Meta Platforms Inc. is spending more than $1 billion to build a data center in Wisconsin that will power artificial intelligence work, its latest investment in the infrastructure needed for the fast-moving AI race.
The 700,000 square-foot data center will be located in Beaver Dam, Wisconsin — a small city north of Madison and Milwaukee, Meta said Wednesday in a statement. It is expected to be operational in 2027, and support about 100 full-time jobs. Meta said it will work with the local utility, Alliant Energy, and underwrite $200 million in energy infrastructure investments to support the data center, including transmission lines and network upgrades.
Bloomberg News in April reported Meta’s plans to develop a data center in Wisconsin.
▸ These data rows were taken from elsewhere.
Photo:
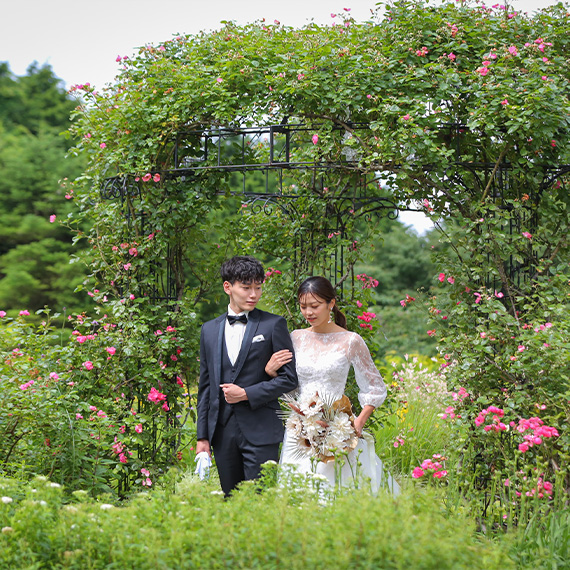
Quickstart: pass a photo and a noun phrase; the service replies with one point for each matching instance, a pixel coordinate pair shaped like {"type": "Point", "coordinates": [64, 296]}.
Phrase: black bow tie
{"type": "Point", "coordinates": [237, 319]}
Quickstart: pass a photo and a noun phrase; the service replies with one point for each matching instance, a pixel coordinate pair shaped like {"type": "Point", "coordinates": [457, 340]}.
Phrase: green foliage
{"type": "Point", "coordinates": [76, 407]}
{"type": "Point", "coordinates": [34, 253]}
{"type": "Point", "coordinates": [197, 529]}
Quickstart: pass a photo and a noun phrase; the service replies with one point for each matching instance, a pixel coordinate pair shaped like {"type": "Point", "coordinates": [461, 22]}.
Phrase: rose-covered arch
{"type": "Point", "coordinates": [293, 140]}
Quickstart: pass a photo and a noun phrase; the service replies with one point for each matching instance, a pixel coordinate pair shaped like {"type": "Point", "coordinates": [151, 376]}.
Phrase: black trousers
{"type": "Point", "coordinates": [238, 460]}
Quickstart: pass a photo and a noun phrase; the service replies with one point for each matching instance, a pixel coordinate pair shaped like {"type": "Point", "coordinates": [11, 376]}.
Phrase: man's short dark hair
{"type": "Point", "coordinates": [243, 268]}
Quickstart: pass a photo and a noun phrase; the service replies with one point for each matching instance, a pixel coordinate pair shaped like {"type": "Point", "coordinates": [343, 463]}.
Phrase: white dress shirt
{"type": "Point", "coordinates": [234, 335]}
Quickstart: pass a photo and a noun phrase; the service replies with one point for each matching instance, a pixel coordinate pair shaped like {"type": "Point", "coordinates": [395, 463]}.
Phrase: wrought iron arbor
{"type": "Point", "coordinates": [272, 154]}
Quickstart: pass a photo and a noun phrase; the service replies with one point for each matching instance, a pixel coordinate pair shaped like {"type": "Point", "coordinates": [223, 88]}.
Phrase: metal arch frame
{"type": "Point", "coordinates": [200, 150]}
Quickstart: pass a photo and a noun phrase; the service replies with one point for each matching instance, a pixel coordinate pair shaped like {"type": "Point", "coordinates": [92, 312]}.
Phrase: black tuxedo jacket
{"type": "Point", "coordinates": [257, 417]}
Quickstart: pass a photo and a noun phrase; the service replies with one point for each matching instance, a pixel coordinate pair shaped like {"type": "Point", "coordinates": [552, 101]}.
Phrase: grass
{"type": "Point", "coordinates": [195, 527]}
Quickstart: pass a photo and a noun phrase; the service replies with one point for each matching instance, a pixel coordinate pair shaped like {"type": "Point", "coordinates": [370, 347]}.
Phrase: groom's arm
{"type": "Point", "coordinates": [286, 381]}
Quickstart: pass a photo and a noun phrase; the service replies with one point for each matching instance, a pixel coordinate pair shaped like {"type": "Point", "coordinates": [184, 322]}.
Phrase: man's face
{"type": "Point", "coordinates": [243, 296]}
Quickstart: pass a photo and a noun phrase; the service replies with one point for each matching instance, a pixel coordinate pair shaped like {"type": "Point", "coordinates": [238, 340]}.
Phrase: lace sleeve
{"type": "Point", "coordinates": [372, 387]}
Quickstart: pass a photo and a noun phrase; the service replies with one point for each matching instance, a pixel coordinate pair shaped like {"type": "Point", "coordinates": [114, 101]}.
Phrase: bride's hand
{"type": "Point", "coordinates": [277, 360]}
{"type": "Point", "coordinates": [362, 419]}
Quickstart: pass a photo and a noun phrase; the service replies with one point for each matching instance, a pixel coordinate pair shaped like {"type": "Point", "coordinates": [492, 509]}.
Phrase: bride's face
{"type": "Point", "coordinates": [315, 310]}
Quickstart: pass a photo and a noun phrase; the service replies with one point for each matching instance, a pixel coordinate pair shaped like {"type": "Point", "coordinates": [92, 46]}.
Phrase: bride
{"type": "Point", "coordinates": [324, 353]}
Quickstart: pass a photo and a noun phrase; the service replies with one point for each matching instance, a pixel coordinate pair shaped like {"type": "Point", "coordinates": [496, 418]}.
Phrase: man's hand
{"type": "Point", "coordinates": [203, 445]}
{"type": "Point", "coordinates": [233, 394]}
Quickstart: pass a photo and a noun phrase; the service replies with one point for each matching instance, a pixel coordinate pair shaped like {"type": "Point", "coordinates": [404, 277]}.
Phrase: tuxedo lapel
{"type": "Point", "coordinates": [250, 329]}
{"type": "Point", "coordinates": [219, 349]}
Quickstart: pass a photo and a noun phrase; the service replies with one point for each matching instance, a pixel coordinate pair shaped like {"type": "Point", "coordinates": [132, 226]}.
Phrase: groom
{"type": "Point", "coordinates": [237, 399]}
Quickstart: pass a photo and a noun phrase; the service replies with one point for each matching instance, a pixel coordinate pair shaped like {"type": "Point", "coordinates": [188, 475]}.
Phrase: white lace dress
{"type": "Point", "coordinates": [323, 362]}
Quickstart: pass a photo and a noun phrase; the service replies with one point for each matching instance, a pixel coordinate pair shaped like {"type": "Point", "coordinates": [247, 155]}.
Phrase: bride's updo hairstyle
{"type": "Point", "coordinates": [322, 288]}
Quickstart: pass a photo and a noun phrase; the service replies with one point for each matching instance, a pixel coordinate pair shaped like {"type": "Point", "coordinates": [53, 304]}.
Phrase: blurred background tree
{"type": "Point", "coordinates": [34, 252]}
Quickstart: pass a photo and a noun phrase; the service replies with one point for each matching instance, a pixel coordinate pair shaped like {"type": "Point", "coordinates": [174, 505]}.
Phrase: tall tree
{"type": "Point", "coordinates": [35, 250]}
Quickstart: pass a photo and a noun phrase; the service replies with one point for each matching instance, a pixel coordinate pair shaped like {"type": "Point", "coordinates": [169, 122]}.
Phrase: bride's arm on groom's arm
{"type": "Point", "coordinates": [363, 417]}
{"type": "Point", "coordinates": [261, 393]}
{"type": "Point", "coordinates": [277, 360]}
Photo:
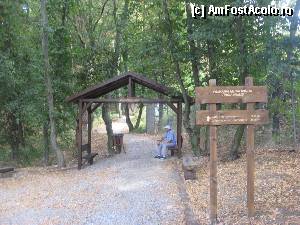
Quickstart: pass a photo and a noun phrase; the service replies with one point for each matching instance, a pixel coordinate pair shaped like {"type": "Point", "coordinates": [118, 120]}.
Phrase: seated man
{"type": "Point", "coordinates": [167, 141]}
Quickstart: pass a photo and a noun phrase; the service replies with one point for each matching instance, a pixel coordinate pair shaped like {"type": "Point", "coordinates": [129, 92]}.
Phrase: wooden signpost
{"type": "Point", "coordinates": [212, 117]}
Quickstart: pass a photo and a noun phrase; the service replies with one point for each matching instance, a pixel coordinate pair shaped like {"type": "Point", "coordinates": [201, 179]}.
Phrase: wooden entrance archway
{"type": "Point", "coordinates": [90, 99]}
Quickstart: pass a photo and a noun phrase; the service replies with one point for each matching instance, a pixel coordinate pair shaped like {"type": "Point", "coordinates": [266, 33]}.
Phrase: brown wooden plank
{"type": "Point", "coordinates": [250, 158]}
{"type": "Point", "coordinates": [213, 184]}
{"type": "Point", "coordinates": [232, 117]}
{"type": "Point", "coordinates": [133, 100]}
{"type": "Point", "coordinates": [231, 94]}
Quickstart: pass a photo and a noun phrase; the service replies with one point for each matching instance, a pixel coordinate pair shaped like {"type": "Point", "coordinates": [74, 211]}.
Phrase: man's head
{"type": "Point", "coordinates": [168, 127]}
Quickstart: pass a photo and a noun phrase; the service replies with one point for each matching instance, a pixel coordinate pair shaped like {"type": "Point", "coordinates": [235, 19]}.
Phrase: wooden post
{"type": "Point", "coordinates": [250, 158]}
{"type": "Point", "coordinates": [89, 130]}
{"type": "Point", "coordinates": [80, 134]}
{"type": "Point", "coordinates": [213, 193]}
{"type": "Point", "coordinates": [131, 88]}
{"type": "Point", "coordinates": [179, 127]}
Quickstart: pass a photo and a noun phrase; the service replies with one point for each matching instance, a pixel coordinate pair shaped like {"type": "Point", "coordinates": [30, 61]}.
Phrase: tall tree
{"type": "Point", "coordinates": [48, 84]}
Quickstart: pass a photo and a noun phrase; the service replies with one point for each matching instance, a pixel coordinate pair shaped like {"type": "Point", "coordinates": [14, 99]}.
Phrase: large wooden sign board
{"type": "Point", "coordinates": [232, 117]}
{"type": "Point", "coordinates": [212, 117]}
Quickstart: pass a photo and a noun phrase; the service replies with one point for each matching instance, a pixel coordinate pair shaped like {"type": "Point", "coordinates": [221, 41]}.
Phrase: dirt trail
{"type": "Point", "coordinates": [132, 188]}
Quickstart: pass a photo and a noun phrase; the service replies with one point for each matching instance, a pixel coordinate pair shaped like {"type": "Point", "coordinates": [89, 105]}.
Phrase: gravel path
{"type": "Point", "coordinates": [132, 188]}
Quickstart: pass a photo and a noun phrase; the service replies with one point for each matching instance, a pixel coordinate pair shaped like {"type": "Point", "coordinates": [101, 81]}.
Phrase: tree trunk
{"type": "Point", "coordinates": [108, 124]}
{"type": "Point", "coordinates": [234, 150]}
{"type": "Point", "coordinates": [46, 142]}
{"type": "Point", "coordinates": [150, 119]}
{"type": "Point", "coordinates": [160, 116]}
{"type": "Point", "coordinates": [290, 55]}
{"type": "Point", "coordinates": [192, 44]}
{"type": "Point", "coordinates": [138, 121]}
{"type": "Point", "coordinates": [48, 84]}
{"type": "Point", "coordinates": [172, 46]}
{"type": "Point", "coordinates": [128, 120]}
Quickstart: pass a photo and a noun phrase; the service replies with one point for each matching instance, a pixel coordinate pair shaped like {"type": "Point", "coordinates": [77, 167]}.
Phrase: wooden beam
{"type": "Point", "coordinates": [133, 100]}
{"type": "Point", "coordinates": [179, 128]}
{"type": "Point", "coordinates": [250, 157]}
{"type": "Point", "coordinates": [131, 87]}
{"type": "Point", "coordinates": [173, 107]}
{"type": "Point", "coordinates": [213, 193]}
{"type": "Point", "coordinates": [89, 131]}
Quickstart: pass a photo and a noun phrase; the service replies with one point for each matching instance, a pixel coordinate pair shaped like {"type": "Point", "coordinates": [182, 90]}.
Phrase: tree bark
{"type": "Point", "coordinates": [234, 149]}
{"type": "Point", "coordinates": [290, 55]}
{"type": "Point", "coordinates": [128, 120]}
{"type": "Point", "coordinates": [46, 142]}
{"type": "Point", "coordinates": [172, 46]}
{"type": "Point", "coordinates": [160, 116]}
{"type": "Point", "coordinates": [48, 84]}
{"type": "Point", "coordinates": [192, 44]}
{"type": "Point", "coordinates": [138, 121]}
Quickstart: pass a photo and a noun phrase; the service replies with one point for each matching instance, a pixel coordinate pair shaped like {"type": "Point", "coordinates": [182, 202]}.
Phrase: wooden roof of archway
{"type": "Point", "coordinates": [121, 81]}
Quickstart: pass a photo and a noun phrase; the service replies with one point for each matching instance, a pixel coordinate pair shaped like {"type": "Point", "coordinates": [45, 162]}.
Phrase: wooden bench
{"type": "Point", "coordinates": [90, 157]}
{"type": "Point", "coordinates": [118, 144]}
{"type": "Point", "coordinates": [175, 148]}
{"type": "Point", "coordinates": [6, 172]}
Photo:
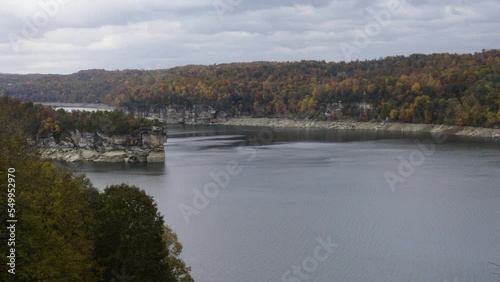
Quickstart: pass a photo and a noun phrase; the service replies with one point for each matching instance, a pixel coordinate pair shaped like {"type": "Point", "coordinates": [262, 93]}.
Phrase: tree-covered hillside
{"type": "Point", "coordinates": [438, 88]}
{"type": "Point", "coordinates": [57, 227]}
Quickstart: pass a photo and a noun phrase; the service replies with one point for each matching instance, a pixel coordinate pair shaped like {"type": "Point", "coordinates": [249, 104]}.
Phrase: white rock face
{"type": "Point", "coordinates": [89, 154]}
{"type": "Point", "coordinates": [156, 157]}
{"type": "Point", "coordinates": [112, 157]}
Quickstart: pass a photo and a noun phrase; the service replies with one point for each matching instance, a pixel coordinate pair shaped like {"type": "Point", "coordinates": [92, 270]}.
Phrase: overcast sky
{"type": "Point", "coordinates": [65, 36]}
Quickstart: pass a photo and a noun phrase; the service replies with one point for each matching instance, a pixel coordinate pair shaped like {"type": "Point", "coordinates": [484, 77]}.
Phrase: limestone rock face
{"type": "Point", "coordinates": [112, 157]}
{"type": "Point", "coordinates": [156, 157]}
{"type": "Point", "coordinates": [146, 146]}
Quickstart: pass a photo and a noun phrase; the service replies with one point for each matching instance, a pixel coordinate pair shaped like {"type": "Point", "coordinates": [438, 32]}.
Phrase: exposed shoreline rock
{"type": "Point", "coordinates": [97, 147]}
{"type": "Point", "coordinates": [352, 125]}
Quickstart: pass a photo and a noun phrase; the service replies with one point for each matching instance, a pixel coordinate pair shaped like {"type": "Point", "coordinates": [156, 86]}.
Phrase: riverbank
{"type": "Point", "coordinates": [97, 147]}
{"type": "Point", "coordinates": [351, 125]}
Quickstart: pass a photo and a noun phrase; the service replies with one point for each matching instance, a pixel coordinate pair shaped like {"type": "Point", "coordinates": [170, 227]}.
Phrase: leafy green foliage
{"type": "Point", "coordinates": [41, 122]}
{"type": "Point", "coordinates": [67, 230]}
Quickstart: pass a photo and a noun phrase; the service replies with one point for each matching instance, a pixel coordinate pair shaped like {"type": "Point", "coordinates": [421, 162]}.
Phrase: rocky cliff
{"type": "Point", "coordinates": [145, 146]}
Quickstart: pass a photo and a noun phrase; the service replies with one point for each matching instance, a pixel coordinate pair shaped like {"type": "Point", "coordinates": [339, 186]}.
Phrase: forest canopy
{"type": "Point", "coordinates": [66, 229]}
{"type": "Point", "coordinates": [458, 89]}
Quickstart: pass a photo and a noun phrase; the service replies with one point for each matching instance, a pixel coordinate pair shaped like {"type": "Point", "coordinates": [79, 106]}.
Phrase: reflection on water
{"type": "Point", "coordinates": [440, 224]}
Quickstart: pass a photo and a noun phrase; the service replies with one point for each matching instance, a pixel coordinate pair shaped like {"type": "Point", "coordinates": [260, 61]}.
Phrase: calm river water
{"type": "Point", "coordinates": [318, 205]}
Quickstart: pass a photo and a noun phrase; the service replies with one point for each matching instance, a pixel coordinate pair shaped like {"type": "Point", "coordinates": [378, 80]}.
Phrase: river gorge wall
{"type": "Point", "coordinates": [146, 146]}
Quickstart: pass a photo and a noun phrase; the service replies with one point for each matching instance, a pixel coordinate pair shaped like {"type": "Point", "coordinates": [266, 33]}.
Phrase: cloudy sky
{"type": "Point", "coordinates": [65, 36]}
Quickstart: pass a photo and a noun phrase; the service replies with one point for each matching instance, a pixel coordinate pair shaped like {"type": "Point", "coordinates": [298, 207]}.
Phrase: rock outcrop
{"type": "Point", "coordinates": [146, 146]}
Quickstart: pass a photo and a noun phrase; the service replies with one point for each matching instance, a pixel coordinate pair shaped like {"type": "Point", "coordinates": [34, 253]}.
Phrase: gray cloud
{"type": "Point", "coordinates": [118, 34]}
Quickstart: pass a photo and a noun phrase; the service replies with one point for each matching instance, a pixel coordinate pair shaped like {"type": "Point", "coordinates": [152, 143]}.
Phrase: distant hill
{"type": "Point", "coordinates": [438, 88]}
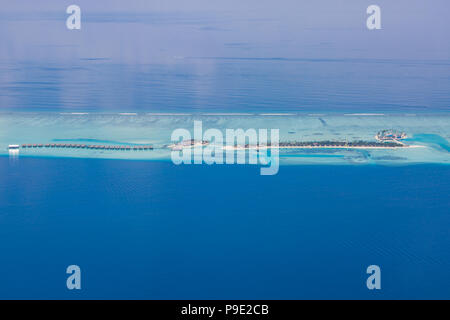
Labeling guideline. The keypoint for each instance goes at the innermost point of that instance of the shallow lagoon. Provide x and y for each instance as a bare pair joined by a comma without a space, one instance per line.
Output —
431,131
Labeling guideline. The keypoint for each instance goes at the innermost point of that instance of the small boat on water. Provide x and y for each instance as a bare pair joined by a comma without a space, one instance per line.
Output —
13,147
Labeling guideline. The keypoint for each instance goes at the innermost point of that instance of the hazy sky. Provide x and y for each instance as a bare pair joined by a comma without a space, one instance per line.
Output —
135,31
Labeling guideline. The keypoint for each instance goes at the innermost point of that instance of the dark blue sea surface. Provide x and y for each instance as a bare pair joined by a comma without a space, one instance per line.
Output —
228,85
153,230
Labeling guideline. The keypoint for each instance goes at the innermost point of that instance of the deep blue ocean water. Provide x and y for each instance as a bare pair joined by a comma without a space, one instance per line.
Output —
154,230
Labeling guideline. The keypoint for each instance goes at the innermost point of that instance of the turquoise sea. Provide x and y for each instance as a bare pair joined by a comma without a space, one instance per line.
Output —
140,227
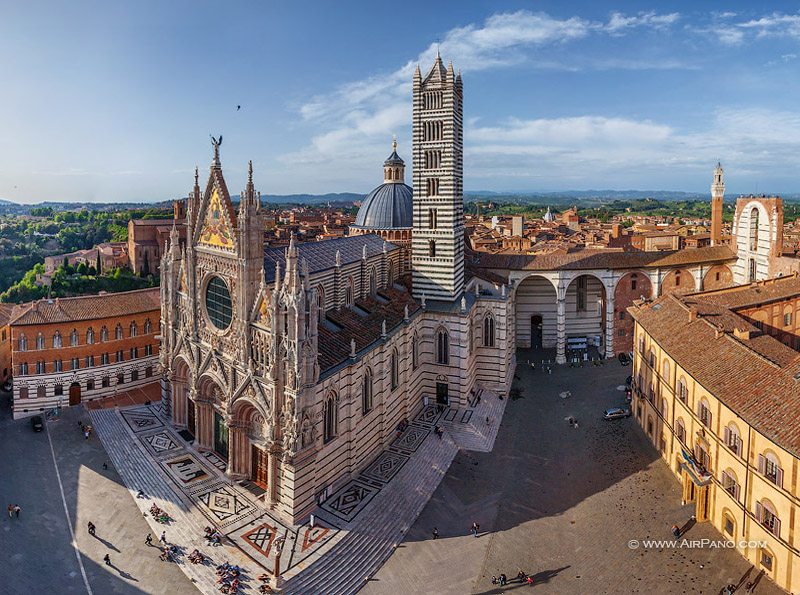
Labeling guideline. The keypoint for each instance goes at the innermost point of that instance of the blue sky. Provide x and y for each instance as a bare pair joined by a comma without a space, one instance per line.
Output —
113,101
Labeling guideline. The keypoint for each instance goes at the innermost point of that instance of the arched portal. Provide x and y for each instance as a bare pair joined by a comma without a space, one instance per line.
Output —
183,408
535,308
585,313
249,457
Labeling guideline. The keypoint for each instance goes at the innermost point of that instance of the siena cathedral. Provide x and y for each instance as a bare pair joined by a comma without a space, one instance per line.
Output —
298,365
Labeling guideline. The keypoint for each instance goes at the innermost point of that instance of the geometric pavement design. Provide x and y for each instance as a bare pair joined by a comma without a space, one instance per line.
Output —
161,442
224,503
385,466
261,537
411,438
139,422
349,500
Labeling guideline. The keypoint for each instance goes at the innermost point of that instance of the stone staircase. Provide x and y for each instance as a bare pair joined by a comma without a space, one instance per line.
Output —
476,434
375,533
139,471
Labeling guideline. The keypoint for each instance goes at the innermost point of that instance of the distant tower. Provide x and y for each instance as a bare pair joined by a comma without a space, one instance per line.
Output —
717,192
438,235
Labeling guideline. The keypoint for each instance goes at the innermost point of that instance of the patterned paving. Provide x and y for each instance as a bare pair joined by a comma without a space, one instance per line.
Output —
386,466
349,500
140,421
411,438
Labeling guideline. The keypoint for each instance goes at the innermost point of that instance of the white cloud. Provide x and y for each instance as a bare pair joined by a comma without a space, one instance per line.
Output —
618,23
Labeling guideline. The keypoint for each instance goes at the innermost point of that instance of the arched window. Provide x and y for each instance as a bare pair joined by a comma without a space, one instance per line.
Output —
488,331
730,483
395,370
321,299
442,347
733,439
769,467
766,515
683,390
348,292
704,413
754,229
366,392
680,430
331,417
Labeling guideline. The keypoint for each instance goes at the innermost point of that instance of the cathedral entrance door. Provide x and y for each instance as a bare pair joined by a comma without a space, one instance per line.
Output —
74,394
536,331
259,461
441,394
220,436
190,423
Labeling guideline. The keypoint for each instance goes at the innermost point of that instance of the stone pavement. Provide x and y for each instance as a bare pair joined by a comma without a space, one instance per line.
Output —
559,503
38,555
355,530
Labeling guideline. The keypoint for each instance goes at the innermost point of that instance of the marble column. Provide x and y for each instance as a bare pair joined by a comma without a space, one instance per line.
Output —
561,327
609,338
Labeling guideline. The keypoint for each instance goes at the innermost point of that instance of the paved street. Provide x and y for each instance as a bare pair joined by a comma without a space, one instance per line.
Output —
37,547
559,503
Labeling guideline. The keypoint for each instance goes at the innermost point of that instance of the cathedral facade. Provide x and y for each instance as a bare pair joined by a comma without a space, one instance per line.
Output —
298,366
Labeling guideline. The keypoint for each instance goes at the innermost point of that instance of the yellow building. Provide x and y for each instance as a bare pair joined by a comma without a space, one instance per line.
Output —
717,391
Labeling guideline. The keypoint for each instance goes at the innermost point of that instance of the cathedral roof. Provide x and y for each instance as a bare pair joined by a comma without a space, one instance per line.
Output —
389,206
321,255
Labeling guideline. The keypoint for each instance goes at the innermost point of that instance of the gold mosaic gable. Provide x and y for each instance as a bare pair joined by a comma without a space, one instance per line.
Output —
217,230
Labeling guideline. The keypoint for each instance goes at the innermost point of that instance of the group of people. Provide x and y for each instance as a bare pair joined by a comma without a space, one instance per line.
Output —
502,580
213,536
228,576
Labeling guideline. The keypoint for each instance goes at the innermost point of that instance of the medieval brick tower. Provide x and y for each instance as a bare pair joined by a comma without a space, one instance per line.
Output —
717,192
438,233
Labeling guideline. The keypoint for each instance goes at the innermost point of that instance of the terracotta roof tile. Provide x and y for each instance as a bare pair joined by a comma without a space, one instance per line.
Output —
88,307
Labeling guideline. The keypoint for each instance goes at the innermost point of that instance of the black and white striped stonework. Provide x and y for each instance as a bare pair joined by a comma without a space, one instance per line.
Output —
438,236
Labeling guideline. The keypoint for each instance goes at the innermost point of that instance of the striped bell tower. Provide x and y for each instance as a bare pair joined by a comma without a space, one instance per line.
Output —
438,235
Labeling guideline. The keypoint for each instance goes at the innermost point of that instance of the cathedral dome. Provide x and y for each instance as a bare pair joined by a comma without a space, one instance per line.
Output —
390,205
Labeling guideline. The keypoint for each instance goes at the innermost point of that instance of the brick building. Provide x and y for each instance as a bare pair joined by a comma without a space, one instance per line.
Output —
68,350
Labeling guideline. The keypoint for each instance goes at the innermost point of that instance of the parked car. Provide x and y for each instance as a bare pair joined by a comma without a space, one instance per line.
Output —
616,412
36,423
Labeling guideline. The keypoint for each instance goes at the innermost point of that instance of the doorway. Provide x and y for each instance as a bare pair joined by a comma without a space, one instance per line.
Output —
190,416
442,398
74,394
536,331
220,436
259,460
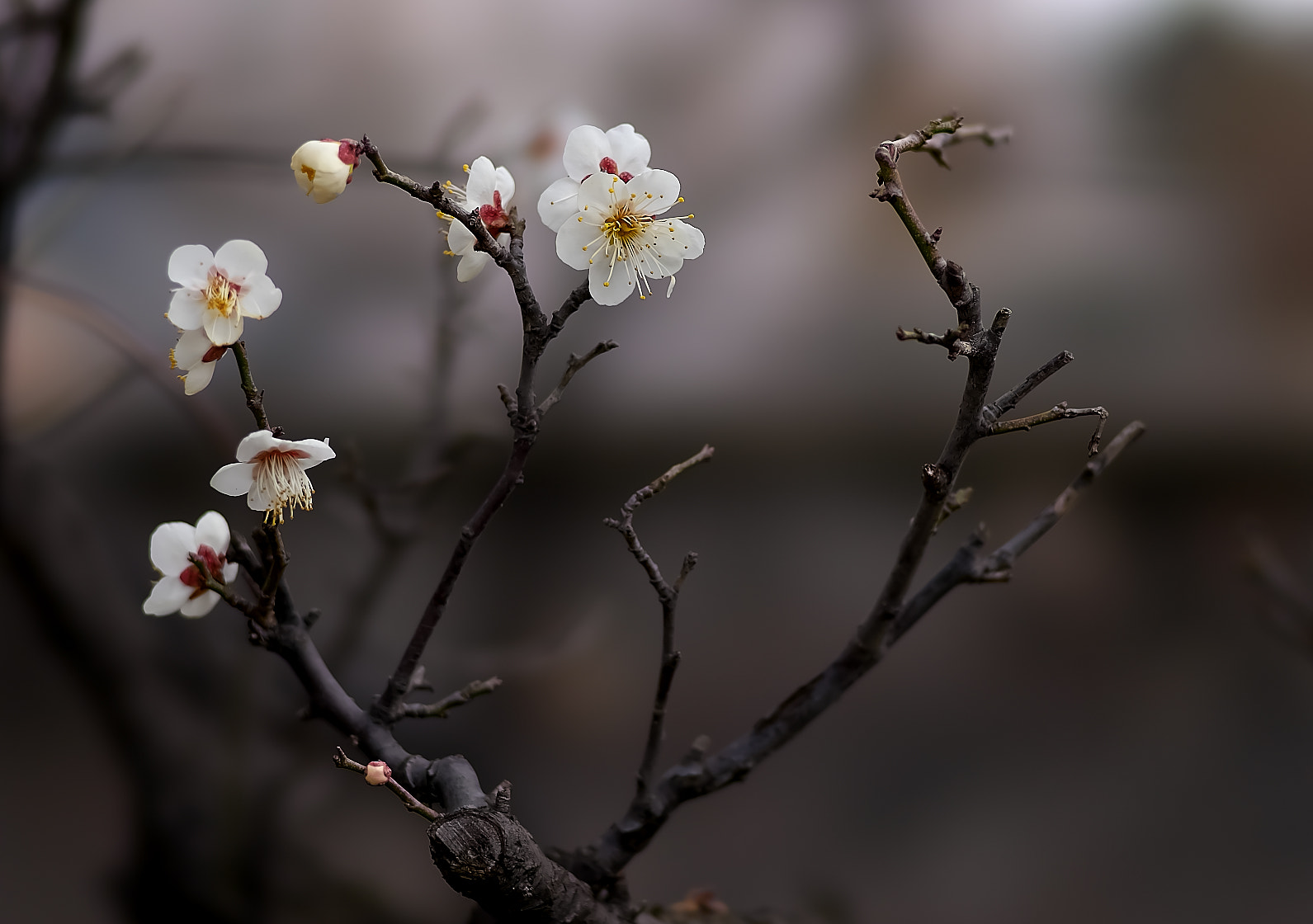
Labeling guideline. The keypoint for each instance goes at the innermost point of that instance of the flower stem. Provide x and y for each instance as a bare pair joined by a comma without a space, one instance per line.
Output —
255,398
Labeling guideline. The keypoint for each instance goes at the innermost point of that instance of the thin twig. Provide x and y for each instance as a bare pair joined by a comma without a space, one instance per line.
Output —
411,804
573,365
439,710
668,596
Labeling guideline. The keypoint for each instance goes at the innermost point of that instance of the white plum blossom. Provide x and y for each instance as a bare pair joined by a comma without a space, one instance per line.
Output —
182,588
324,168
217,290
272,473
488,193
619,151
619,237
197,357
Chief Executive Officer Mark Zuckerberg has vowed to spend aggressively on AI infrastructure, repeatedly telling investors that he thinks it’s better to overspend on AI than to underspend. The company will invest $600 billion in the US through 2028, Zuckerberg and other executives have said, with much of that money focused on chips, data centers and other equipment. Meta is building gigawatt-sized data centers in several other states, including Ohio, Texas and Louisiana.
Meta executives have described this strategy as a form of “front-loading” computing capacity in preparation for reaching the company’s goal of “superintelligence,” an evolution of AI that can meet or outperform humans at many tasks.